The Bloc Québécois leadership election in 1996 was an election to replace Lucien Bouchard after he left the Bloc Québécois to become Premier of Quebec. Since the party was actually the Official Opposition during the 35th Canadian Parliament, that meant the winner of the election would become Leader of the Official Opposition.The vote was conducted among members of the party's directorate rather than by all members of the party. Michel Gauthier, who was hardly known in English Canada and even in his native Quebec, surprisingly won the election and became party leader and hense leader of the Official Opposition.

==1997 BQ leadership election==

Support by Ballot
| Candidate |  | 1st ballot |  | 2nd ballot |  |
| Votes cast | % | Votes cast | % |
|  | Gilles Duceppe | 21,268 | 43.91% | 25,561 | 52.77% |
|  | Yves Duhaime | 16,408 | 33.87% | 16,408 | 33.87% |
|  | Rodrigue Biron | 6,468 | 13.35% | 6,468 | 13.35% |
|  | Francine Lalonde | 2,671 | 5.51% | Eliminated |  |
|  | Daniel Turp | 1,081 | 2.23% | Eliminated |  |
|  | Pierrette Venne | 541 | 1.12% | Eliminated |  |
| Total |  | 48,437 | 100.0% | 48,437 | 100.0% |

The Bloc Québécois leadership election in 1997 was held to elect a replacement for Michel Gauthier. The leadership election was conducted by a one member, one vote (OMOV) process involving all party members. Voters were asked to list their first, second and third choices on the ballot. Since this election was held before the 1997 Canadian federal election, the Bloc was still the Official Opposition in the 35th Canadian Parliament, which meant again the winner of the race would become leader of the Official Opposition.

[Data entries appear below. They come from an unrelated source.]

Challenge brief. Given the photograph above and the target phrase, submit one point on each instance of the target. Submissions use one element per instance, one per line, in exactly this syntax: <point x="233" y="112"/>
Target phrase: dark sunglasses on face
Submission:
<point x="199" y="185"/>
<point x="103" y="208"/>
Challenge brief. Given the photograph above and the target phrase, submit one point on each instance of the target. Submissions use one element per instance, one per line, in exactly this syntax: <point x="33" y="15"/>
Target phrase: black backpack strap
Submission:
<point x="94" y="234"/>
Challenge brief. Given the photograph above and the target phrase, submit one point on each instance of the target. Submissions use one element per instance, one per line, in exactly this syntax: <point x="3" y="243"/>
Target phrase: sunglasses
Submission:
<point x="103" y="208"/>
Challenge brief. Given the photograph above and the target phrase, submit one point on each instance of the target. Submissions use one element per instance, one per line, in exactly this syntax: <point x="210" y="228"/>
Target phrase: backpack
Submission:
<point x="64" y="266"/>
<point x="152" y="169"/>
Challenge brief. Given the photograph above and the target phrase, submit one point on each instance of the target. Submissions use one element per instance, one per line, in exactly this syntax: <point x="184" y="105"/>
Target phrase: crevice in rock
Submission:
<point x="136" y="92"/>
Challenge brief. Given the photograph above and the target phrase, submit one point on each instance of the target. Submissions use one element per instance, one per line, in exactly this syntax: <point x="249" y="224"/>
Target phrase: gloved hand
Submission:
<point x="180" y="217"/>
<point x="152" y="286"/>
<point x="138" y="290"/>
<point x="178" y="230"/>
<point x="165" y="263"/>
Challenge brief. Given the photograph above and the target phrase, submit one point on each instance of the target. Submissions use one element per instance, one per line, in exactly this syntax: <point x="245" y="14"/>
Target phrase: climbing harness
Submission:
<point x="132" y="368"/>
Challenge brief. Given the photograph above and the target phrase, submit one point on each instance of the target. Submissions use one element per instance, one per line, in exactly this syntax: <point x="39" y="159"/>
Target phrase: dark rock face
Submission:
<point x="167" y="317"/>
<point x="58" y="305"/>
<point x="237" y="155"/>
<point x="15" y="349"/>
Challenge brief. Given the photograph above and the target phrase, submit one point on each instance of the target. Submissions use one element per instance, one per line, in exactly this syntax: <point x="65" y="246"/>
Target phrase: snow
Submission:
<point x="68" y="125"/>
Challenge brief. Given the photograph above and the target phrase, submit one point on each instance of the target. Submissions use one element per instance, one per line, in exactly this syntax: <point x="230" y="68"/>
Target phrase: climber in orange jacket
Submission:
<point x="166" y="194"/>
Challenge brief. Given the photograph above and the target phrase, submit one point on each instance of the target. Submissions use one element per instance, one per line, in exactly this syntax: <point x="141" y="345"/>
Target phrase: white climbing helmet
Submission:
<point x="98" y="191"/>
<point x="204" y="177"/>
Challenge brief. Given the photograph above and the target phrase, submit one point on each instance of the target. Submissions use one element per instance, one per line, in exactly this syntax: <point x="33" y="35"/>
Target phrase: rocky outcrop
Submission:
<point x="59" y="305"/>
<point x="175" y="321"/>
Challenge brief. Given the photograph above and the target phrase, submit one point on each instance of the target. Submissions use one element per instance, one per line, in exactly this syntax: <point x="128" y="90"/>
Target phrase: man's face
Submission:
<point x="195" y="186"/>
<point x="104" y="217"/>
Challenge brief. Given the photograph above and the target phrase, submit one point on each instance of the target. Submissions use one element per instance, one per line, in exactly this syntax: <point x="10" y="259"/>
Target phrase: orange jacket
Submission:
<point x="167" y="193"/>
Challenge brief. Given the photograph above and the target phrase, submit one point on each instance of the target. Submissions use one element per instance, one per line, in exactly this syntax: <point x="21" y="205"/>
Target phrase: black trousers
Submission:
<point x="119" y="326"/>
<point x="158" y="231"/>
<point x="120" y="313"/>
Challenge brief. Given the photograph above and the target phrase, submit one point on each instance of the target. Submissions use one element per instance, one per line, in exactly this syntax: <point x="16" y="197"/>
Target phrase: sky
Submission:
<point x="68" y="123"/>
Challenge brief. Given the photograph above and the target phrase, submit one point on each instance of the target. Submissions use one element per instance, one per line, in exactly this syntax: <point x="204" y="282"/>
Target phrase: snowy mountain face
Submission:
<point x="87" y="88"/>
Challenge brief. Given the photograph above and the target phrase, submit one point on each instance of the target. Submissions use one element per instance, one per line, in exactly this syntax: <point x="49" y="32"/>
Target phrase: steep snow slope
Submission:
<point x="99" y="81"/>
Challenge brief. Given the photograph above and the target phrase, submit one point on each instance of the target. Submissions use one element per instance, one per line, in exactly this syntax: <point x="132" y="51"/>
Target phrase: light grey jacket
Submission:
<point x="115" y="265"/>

Gilles Duceppe won the leadership election, and became leader of the Official Opposition, albeit briefly as the federal election was called not long after, with Reform replacing the Bloc as the Official Opposition and Reform leader Preston Manning succeeding Duceppe as leader of the Official Opposition.

==2011 BQ leadership election==

Support by Ballot
| Candidate |  | 1st ballot |  | 2nd ballot |  |
| Votes cast | % | Votes cast | % |
|  | Daniel Paillé | 5,659 | 44.05% | 7,868 | 61.28% |
|  | Maria Mourani | 3,613 | 28.13% | 4,972 | 38.72% |
|  | Jean-François Fortin | 3,574 | 27.82% | Eliminated |  |
| Total |  | 12,846 | 100.0% | 12,840 | 100.0% |

Gilles Duceppe resigned as party president and leader immediately after the 2011 federal election in which the Bloc lost 44 of its 47 seats, including Duceppe's. Daniel Paillé was declared the winner of the subsequent leadership election on December 11, 2011, defeating Maria Mourani on the second ballot with 61.28% of the vote. A third candidate, Jean-Francois Fortin, was defeated on the first ballot.

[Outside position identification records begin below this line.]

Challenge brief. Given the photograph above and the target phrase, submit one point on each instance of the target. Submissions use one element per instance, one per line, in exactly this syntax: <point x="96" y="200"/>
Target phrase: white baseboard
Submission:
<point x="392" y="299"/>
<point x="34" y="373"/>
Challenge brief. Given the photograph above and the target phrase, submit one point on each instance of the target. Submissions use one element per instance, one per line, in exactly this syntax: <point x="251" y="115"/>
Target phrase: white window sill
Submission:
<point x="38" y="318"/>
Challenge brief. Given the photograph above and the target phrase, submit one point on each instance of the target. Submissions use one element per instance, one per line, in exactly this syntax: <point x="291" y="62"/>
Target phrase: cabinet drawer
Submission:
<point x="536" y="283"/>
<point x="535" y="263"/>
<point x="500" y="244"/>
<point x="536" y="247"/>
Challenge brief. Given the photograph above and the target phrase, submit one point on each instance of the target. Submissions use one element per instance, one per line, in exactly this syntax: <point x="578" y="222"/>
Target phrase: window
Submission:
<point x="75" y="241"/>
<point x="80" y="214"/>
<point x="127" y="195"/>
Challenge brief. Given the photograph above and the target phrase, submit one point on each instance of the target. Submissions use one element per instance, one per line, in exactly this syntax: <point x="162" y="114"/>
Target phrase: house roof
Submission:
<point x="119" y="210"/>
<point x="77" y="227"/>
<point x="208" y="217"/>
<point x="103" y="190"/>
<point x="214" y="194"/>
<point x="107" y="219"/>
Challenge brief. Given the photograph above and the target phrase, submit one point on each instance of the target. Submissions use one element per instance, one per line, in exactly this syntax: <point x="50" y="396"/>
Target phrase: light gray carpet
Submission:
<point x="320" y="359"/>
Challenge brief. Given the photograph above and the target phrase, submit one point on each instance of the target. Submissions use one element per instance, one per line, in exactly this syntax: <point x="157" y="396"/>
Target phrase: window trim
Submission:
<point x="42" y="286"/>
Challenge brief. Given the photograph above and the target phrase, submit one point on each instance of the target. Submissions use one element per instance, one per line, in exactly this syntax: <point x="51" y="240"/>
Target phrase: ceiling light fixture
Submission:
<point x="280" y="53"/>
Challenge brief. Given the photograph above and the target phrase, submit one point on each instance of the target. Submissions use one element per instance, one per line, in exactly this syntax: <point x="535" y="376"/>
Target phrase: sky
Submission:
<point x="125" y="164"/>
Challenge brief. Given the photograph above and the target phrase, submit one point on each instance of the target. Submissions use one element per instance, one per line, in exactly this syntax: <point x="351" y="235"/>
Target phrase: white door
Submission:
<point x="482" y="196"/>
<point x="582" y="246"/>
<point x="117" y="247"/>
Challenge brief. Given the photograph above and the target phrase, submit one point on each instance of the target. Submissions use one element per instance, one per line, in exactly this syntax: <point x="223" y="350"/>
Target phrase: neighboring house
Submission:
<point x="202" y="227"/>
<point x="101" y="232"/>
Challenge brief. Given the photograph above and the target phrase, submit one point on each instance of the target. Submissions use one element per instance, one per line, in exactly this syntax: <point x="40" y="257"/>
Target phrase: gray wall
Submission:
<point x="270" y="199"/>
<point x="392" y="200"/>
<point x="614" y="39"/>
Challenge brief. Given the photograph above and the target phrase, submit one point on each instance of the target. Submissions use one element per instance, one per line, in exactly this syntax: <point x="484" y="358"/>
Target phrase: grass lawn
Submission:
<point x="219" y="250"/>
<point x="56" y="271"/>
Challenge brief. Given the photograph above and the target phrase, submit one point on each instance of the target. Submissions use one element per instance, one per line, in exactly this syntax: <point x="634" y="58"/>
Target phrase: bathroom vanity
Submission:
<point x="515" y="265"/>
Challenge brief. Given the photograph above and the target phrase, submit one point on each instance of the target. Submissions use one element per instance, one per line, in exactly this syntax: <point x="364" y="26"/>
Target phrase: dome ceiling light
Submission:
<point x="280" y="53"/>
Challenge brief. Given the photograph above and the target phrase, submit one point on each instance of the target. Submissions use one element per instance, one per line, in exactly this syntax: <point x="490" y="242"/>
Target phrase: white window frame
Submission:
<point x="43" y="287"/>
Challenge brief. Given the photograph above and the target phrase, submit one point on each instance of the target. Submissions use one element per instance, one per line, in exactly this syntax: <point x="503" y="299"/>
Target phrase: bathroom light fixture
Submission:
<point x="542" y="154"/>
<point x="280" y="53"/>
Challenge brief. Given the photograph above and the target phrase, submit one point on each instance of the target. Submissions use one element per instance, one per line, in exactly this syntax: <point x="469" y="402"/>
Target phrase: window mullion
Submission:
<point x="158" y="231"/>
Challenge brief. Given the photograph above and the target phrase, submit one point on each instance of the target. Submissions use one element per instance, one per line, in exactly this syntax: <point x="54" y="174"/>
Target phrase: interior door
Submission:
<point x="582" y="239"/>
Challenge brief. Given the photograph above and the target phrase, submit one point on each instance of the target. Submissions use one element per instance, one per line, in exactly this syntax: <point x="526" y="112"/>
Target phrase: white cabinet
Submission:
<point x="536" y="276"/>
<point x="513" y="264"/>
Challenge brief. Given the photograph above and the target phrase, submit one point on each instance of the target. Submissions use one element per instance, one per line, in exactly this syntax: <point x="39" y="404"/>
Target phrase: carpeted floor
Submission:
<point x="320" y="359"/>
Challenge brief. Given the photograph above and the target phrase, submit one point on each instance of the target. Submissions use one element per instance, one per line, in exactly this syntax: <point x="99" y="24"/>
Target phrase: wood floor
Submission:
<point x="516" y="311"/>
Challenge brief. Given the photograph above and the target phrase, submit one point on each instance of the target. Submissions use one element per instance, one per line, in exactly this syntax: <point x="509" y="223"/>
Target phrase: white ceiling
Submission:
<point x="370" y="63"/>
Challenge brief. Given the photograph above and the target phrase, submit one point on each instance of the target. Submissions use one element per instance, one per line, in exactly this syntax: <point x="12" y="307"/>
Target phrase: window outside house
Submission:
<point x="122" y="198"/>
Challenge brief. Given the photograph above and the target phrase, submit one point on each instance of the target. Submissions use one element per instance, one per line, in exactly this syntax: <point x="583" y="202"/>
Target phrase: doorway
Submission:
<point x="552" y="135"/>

==2014 BQ leadership election==

Support by Ballot
| Candidate | 1st ballot |  |
| Votes cast | % |
| Mario Beaulieu | 5,947 | 53.5% |
| André Bellavance | 5,168 | 46.5% |
| Total | 11,115 | 100.0% |

In 2014, Mario Beaulieu defeated André Bellavance for the leadership, winning 53.5% of the vote compared to Bellavance's 46.5%.

==2017 BQ leadership election==

Following Gilles Duceppe's second resignation after the 2015 federal election, Rhéal Fortin was appointed interim leader.

Martine Ouellet, a member of the Quebec National Assembly and former Parti Québécois cabinet minister and leadership candidate was acclaimed BQ leader on March 18, 2017.

==2019 BQ leadership election==

Martine Ouellet resigned on June 11, 2018, after receiving 32% support from a leadership review. Mario Beaulieu was appointed interim leader. Yves-François Blanchet was declared leader in January 2019 after running unopposed for the leadership role.